So far all the questions/answers/tactics have been aimed at the Guards scenario....but what about the meeting engagement or in CM parlance the ME?!!

First off, as the Soviets do you need to advance to win? Do you have enough of the objective flags under or near your control to win?

If not, you need to advance! Now, advancing in any scenario can have only two objectives...either to capture objectives or deny objectives from the enemy!

To capture an objective, means that you have units, worth more value, nearer the objective than your opponent. It's not always obvious whether you have accomplished that, or not, until AFTER the scenario ends! Not the best of times to find out that he has a squad hidden within 20 meters of that particular objective!
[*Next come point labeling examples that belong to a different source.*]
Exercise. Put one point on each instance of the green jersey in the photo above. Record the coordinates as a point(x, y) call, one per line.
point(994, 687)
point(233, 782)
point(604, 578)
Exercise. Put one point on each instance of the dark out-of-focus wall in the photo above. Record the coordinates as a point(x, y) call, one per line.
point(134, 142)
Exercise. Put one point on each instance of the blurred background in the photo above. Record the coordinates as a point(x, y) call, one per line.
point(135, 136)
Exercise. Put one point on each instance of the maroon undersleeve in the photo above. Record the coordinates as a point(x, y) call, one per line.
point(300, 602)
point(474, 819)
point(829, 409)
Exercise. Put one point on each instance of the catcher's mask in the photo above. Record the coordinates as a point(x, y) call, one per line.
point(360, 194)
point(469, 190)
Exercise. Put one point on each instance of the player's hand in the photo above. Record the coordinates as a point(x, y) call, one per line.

To deny an objective, means you deny the points of this particular objective to your opponent! This doesn't have to always be done with occupation. There are times that you can deny an objective with fire. An objective that is in the middle of open ground can easily be denied by long ranged fire, rather than trying to rush troops close to it. In fact, such an objective can be a magnet, to draw your opponent forward, costing him not only the loss of the points for the objective, if you deny them, but the casualty points you may cost him as well.

In assault/attack-defend scenarios, the defender is usually in the business of denying an objective. Holding an objective that the attacker is determined to get can be a very expensive choice if you're not careful.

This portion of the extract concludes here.